Meade’s Infinity 80AZ is probably the cheapest serious tripod-mounted telescope I would really recommend to a novice. It offers extreme convenience, simplicity, and portability with the only drawback being poor planetary and double star performance. 80mm of aperture is also about the minimum size you really need to start getting into deep-sky observation.
Overview of The Infinity 80
The Infinity 80 optical tube is identical to the sadly-discontinued Orion ShortTube 80, which for 25 years was a favorite among beginners on a budget and amateurs looking for a cheap grab n’ go telescope. The ShortTube 80 has been sold in some format by almost every brand under the sun – Celestron marketed it as the FS80WA and the scope is still sold by them on an alt-azimuth mount and with awful accessories as the PowerSeeker 80AZS. Meade also markets a cheaper version of the ShortTube 80 as the Adventure Scope 80 – albeit with an unusable tripod. We consider the Infinity 80 to be the best of the current 80mm f/5 offerings out there as of the time of this writing.
Being an 80mm f/5 refractor, the Infinity 80 is really an instrument for wide fields and low magnifications, as the chromatic aberration on bright objects is severe and the optics can’t handle much more than 75x magnification. The Moon still looks okay and you can see the cloud belts of Jupiter and the rings of Saturn, but don’t expect too much. However, the Moon and planets are not visible all the time and most people end up gravitating towards deep-sky observation anyway, so it’s an acceptable compromise. You can have a lot of fun sweeping around the Milky Way and looking at star clusters and nebulae with this scope.
The OTA attaches to the Infinity AZ mount using a ¼ 20 captive screw, but the scope has a Vixen dovetail plate for use on other, more expensive mounts.

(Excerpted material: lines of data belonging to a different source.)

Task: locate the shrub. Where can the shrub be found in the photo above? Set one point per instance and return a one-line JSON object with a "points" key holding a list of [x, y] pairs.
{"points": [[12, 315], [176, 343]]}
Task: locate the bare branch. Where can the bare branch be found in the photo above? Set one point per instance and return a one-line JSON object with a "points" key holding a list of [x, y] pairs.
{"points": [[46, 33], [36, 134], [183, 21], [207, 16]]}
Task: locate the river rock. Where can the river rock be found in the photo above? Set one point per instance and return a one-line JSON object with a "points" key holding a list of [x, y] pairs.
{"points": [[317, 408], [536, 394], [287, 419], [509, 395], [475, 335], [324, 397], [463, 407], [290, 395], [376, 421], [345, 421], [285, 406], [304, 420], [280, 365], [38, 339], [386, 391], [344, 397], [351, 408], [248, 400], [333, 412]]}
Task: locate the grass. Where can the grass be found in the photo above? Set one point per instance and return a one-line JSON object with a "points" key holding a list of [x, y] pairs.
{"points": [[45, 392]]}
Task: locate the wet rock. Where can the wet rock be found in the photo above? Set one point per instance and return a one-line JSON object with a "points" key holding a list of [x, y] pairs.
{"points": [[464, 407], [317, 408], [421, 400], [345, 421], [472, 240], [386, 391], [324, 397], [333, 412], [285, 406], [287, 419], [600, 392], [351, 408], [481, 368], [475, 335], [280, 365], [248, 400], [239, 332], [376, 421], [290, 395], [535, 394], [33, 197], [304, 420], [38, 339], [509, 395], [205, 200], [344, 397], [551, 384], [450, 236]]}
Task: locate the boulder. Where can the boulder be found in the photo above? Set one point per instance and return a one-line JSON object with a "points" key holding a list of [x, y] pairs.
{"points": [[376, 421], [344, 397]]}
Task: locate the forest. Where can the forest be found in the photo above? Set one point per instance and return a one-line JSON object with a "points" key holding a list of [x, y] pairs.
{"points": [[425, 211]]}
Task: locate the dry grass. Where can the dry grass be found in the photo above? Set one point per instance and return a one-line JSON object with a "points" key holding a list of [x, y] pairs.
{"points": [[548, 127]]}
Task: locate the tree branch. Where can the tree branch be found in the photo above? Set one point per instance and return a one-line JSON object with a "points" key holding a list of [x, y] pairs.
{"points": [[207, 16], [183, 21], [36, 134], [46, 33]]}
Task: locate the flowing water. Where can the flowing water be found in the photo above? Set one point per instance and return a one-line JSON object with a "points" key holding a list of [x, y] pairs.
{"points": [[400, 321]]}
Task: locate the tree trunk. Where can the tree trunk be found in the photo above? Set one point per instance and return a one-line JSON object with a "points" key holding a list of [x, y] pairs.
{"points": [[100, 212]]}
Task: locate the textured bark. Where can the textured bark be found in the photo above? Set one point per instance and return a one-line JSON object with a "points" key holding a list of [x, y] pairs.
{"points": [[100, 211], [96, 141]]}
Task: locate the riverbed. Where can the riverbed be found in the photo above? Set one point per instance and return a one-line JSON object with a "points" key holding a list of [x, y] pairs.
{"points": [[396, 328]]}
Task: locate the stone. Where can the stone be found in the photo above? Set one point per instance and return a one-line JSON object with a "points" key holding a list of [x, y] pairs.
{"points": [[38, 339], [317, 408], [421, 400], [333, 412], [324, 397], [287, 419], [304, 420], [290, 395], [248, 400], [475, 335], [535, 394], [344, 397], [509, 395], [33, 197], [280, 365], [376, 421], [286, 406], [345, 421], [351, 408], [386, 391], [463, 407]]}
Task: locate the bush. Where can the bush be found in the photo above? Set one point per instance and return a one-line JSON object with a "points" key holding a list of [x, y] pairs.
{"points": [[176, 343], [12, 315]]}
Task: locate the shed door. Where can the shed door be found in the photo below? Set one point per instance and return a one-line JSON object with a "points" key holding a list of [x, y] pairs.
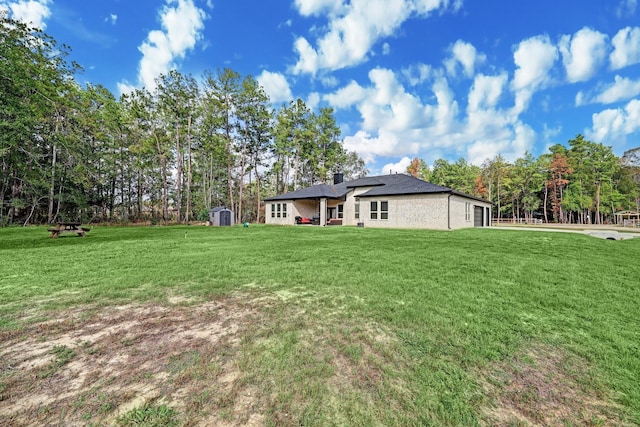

The Infinity AZ refractors come with three eyepieces: A 26mm MA (15x), a 9mm MA (44x) and a 6.3mm MA (63x). It also comes with a 2x Barlow lens, an Amici prism star diagonal, and a red dot sight.
The MA eyepieces are plastic-bodied but do use glass optics. The 6.3mm MA is rather hard to look through due to it small lens and low eye relief – as well as not very sharp – but you don’t really need it all that much. The 2x Barlow is not the best but does the job, though you’ll probably find it rather unnecessary with the Infinity 80.

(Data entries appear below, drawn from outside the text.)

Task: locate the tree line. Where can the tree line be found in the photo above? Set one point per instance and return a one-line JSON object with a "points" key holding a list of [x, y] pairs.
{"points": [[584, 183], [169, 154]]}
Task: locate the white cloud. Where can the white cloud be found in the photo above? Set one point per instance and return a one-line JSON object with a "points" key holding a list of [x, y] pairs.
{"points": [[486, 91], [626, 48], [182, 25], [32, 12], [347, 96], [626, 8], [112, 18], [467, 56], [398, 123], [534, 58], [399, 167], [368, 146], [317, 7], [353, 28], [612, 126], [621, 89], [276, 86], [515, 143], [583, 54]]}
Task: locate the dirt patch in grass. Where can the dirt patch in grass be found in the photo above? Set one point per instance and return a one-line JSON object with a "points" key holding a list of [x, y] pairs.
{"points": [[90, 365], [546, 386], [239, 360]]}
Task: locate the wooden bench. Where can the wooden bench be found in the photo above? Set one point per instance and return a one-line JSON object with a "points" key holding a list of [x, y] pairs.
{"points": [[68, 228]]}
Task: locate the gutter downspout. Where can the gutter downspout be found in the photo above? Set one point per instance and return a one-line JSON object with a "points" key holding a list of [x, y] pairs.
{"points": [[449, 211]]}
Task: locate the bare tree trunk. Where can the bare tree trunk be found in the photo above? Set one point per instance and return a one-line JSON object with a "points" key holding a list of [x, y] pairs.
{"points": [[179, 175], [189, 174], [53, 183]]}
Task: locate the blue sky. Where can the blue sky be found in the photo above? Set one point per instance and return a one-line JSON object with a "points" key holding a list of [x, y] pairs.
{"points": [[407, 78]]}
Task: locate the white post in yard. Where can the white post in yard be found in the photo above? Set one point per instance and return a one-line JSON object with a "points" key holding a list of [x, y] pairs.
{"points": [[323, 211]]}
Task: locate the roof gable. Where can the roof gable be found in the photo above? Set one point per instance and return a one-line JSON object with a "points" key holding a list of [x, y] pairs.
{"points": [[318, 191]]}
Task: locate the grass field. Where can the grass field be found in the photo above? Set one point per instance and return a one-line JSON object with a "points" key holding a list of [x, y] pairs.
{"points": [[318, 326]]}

The Amici prism diagonal (which, by the way, is almost entirely plastic) provides correct left-right and up-down images, making it useful for terrestrial viewing. However, for astronomy all it does is dim the image by absorbing some of the light entering it, as well as causing an annoying diffraction spike on bright objects due to the prism’s design.
The included red dot sight works just fine for this scope, as the field of view with the 80AZ at low magnification is extremely wide anyways – around 3.5 degrees (or about six and a half full Moons) with the included 26mm MA. The scope almost serves as its own finder!
The Infinity AZ Mount & Tripod
The Infinity AZ mount is more based on the design of a photo tripod than a real alt-azimuth telescope mount. Unlike more expensive astronomical alt-az mounts it has no Vixen dovetail saddle and the telescope doesn’t sit at the center of gravity. However, the 80mm Infinity optical tube is so small that it has absolutely no balance issues (unlike the larger 102mm Infinity which can have some problems with balancing). The mount has slow-motion cables and thick steel tripod legs – if anything, it is overkill for the little 80mm optical tube. Overall its performance is quite satisfactory, though there is some minor backlash in the controls.
What can you see?
The Infinity 80 is again primarily a telescope for low magnifications and wide fields of view. With this scope you can see hundreds and hundreds of open star clusters, a few emission nebulae like the Orion, Lagoon, and Swan Nebulae, and a few dozen globular clusters, planetary nebulae, and galaxies – the latter objects will appear as little more than small faint smudges unless you are blessed with dark skies. Under dark skies, you can also observe many dark nebulae in the Milky Way. Double stars can be viewed with the Infinity 80AZ, but anything with a separation of under 4 arc seconds or so is probably going to be really difficult if not impossible to split.
The Moon will look fantastic with the 80AZ despite the chromatic aberration, and some atmospheric detail can still be seen on Jupiter and Saturn (although the latter’s Great Red Spot may be tricky), as can Venus’ phases. However, detail on Mars is pretty much out of the question with this telescope.